He appeared at her side, a hanger in his hand.

A feather boa dangled from it, an impossible and exotic blend of colors.

“There’s Baldy’s missing feathers!” she exclaimed.

“Baldy?”

“My budgie. With hardly any feathers. His name is Baldy.” It was small talk. Nothing more. Why did it feel as if she was opening up her personal life, her world, to him?

“What happened to his feathers?”

“Stolen to make a boa. Kidding.” She flung the boa dramatically around her neck. “I don’t know what happened to his feathers. He was like that when I got him. If I didn’t take him…” She slid her finger dramatically over her throat.

“You saved him,” he said softly, but there was suspicion in his eyes, worthy of a gunslinger, don’t even think it about me.

No sense letting on she already was!

“It was worth it. He’s truly a hilarious little character, full of personality. People would be amazed by how loving he is.”

This could only happen to her: standing in the middle of a crazy store, a boa around her neck, discussing a bald budgie with a glorious man with eyes that saw something about her that it felt like no one had ever seen before.

And somehow the word love had slipped into the conversation.

Molly took the boa in her hand and spun the long tail of it, deliberately moving away from a moment that was somehow too intense, more real than what she was ready for.

He stood back, studied her, nodded his approval. “You could wear it to work,” he decided, taking the hint that something too intense—though delightful—had just passed between them.

“Depending where I worked!”

“Hey, if you can wear a wedding gown, you can wear that.”

“I think not. Second Chances is all about image now!”

“Are you saying that in a good way?”

“Don’t take it as I’m backing down on Prom Dreams, but yes, I suppose I could warm to the bigger picture at the office. Don’t get bigheaded about it.”

“It’s just the hat that’s making you make comments about my head size. I know it.”

She handed him the vest. “This goes with it.”

“Uh-uh,” he said. “No freebies.
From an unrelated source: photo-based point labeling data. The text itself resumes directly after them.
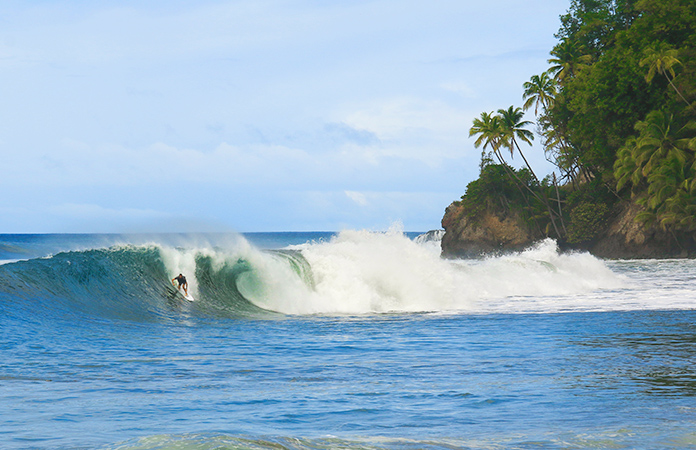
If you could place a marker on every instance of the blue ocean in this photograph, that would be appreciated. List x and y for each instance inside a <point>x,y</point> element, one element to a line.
<point>350,340</point>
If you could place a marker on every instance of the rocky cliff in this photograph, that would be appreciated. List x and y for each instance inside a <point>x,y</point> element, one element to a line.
<point>621,238</point>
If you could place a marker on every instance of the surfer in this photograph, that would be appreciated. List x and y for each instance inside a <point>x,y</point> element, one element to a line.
<point>182,282</point>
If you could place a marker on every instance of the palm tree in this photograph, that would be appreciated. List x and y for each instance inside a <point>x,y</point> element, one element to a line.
<point>567,60</point>
<point>540,90</point>
<point>662,59</point>
<point>490,131</point>
<point>662,156</point>
<point>513,129</point>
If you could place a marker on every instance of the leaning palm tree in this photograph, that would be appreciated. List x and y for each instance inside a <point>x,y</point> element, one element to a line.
<point>514,129</point>
<point>540,90</point>
<point>662,59</point>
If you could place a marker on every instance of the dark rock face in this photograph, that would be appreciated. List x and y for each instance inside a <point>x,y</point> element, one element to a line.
<point>622,238</point>
<point>489,234</point>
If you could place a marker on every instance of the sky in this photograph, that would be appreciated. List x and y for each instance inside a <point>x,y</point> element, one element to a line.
<point>259,115</point>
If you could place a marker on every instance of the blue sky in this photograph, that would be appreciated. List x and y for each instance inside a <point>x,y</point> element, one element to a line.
<point>263,115</point>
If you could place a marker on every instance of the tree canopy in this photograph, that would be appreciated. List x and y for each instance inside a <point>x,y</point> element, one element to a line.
<point>615,112</point>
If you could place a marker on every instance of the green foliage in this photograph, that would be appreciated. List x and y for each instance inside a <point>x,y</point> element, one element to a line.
<point>494,190</point>
<point>586,221</point>
<point>660,166</point>
<point>616,113</point>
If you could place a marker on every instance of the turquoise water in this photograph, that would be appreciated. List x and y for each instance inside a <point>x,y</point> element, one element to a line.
<point>361,340</point>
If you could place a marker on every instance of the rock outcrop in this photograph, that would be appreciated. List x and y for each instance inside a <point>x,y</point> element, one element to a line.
<point>621,238</point>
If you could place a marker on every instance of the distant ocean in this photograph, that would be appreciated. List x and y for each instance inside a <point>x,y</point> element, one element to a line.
<point>351,340</point>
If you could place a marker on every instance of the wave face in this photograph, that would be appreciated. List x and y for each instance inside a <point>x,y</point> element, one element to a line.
<point>355,272</point>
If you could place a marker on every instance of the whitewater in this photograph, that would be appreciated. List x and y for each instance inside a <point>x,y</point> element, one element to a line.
<point>354,340</point>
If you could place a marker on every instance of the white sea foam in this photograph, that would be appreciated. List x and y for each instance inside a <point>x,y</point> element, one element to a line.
<point>363,272</point>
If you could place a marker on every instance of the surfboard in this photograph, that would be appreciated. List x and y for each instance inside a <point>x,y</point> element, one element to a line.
<point>188,296</point>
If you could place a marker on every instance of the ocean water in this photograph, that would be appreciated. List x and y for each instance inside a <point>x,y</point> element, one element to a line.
<point>355,340</point>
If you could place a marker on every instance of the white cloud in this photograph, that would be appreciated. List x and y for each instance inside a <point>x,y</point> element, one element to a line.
<point>357,197</point>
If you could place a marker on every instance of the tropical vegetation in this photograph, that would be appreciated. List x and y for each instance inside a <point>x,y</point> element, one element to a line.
<point>615,113</point>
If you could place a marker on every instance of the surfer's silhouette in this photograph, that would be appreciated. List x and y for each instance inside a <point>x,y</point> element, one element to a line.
<point>182,283</point>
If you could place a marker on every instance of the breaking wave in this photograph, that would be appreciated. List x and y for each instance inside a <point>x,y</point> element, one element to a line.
<point>355,272</point>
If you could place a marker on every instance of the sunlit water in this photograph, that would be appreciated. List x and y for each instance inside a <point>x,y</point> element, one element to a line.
<point>361,340</point>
If I try on something else, I get to pick something else for you.”

“You didn’t bring me a bikini, so I’ll try to trust you.”

“I couldn’t find one, but I’ll keep looking.”

He slipped on the vest. She drew in her breath at the picture he was forming. Rather than looking funny, he looked coolly remote, as if he was stepping back in time, a man who could handle himself in difficult circumstances, who would step toward difficulty rather than away.

He turned away from her, went searching again, came back just as she was pulling faded jeans from a hanger.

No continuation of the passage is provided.